İlkel çağlardan gelen "Hayatta Kalma" geni lipödemin kökenine
dair çarpıcı bir tespitte bulunan Prof. Dr. Karacalar, hastalığı evrimsel bir
bakış açısıyla şöyle değerlendirdi: "Lipödem, ilkel çağlarda yiyeceğin
yeterince bulunamadığı dönemlerde, bazı yağları aşırı dirençli hale getiren bir
genin sonucudur. O dönemde bu mekanizma, kadının zayıflamasını engelleyerek
çocuğun b akımı için dirençli bir bedene sahip olmasını sağlıyordu. Ancak
modern dünyada bu genetik miras, karşımıza ciddi bir sağlık ve estetik sorunu
olarak çıkıyor."
Hormonal Kilit ve Lenfatik
Durgunluk
Bu yağ birikiminin kaloriye değil hormonlara bağlı olduğunu belirten
Karacalar, sürecin biyolojik mekanizmasını şöyle açıkladı: "Yağ dokusu
dolaşımın kötü olduğu bölgelere yerleştiği için kolay cevap vermez. Ayrıca
büyüyen yağ hücreleri lenfatik durgunluğa neden olabilir. Protein açısından
zengin doku sıvısının birikmesi, drenajı daha da kötüleştirir ve kısır döngü
yeniden başlar."
Yeme Bozukluklarına Yol Açabilir
Tanı konulmamış hastalarda sürekli yeni diyet denemeleri ve
başarısızlıkların büyük bir psikolojik yıkım yarattığını belirten Prof. Dr.
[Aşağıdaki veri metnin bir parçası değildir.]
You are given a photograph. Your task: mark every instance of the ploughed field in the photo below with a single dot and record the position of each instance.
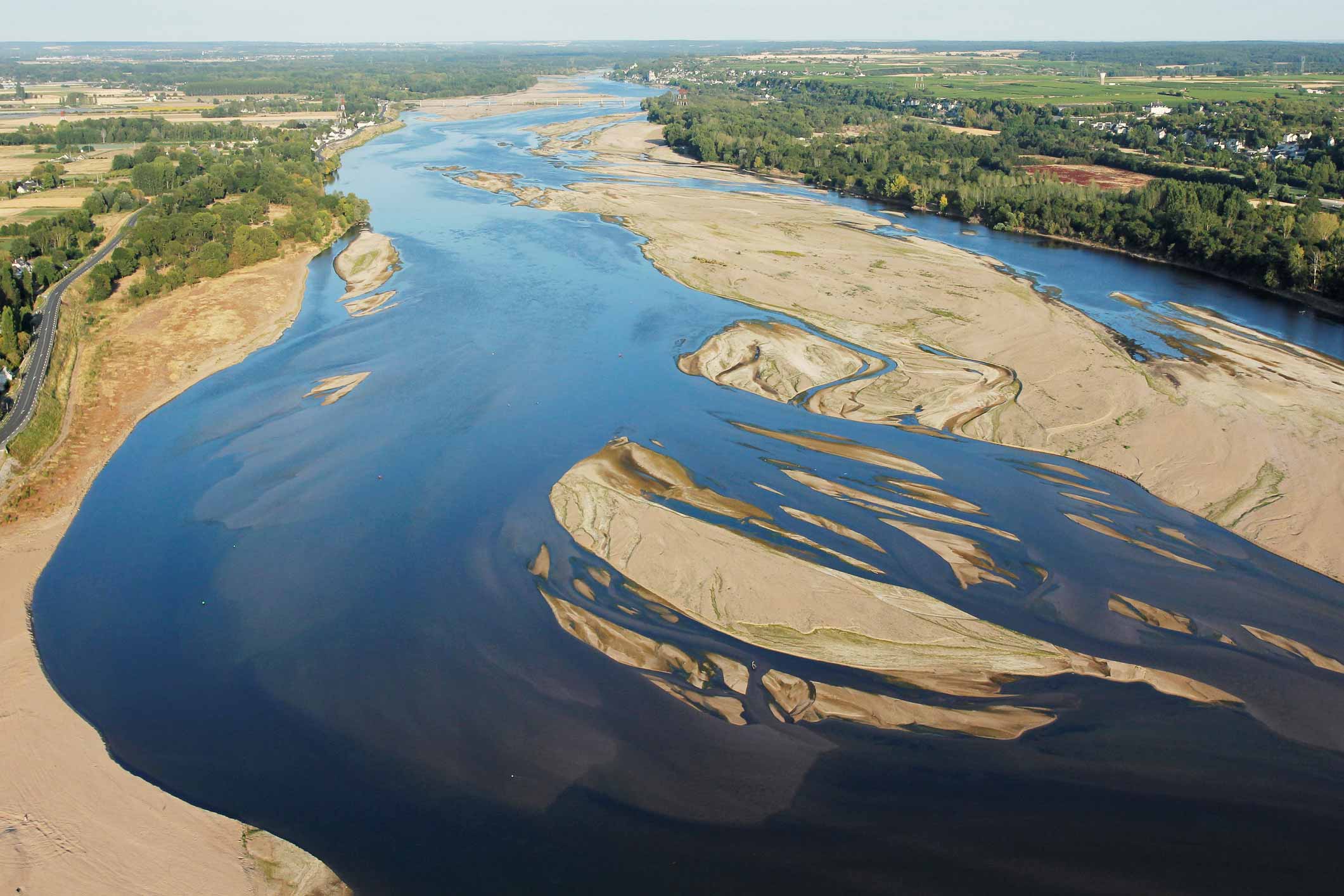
(557, 573)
Ahmet Karacalar, "Bu durum hastalarda başta yeme bozuklukları (tepkisel
yeme atakları) olmak üzere ciddi psikolojik sorunlara, hatta ileri durumlarda
anoreksiya bozukluğuna neden olabilmektedir" uyarısında bulundu.
Kronik İltihaplanma ve Tiroid
İlişkisi
Prof. Dr. Karacalar, lipödemli kişilerin yağ dokusunda kronik
iltihaplanma yaşandığını, bunun da vücudun yağ yakma yeteneğini etkilediğini
belirtti. Karacalar ayrıca, yağ metabolizmasını etkileyen tiroid
sorunlarının lipödem hastalarında sıklıkla
görüldüğünü ve sorunu ciddileştirdiğini ifade etti.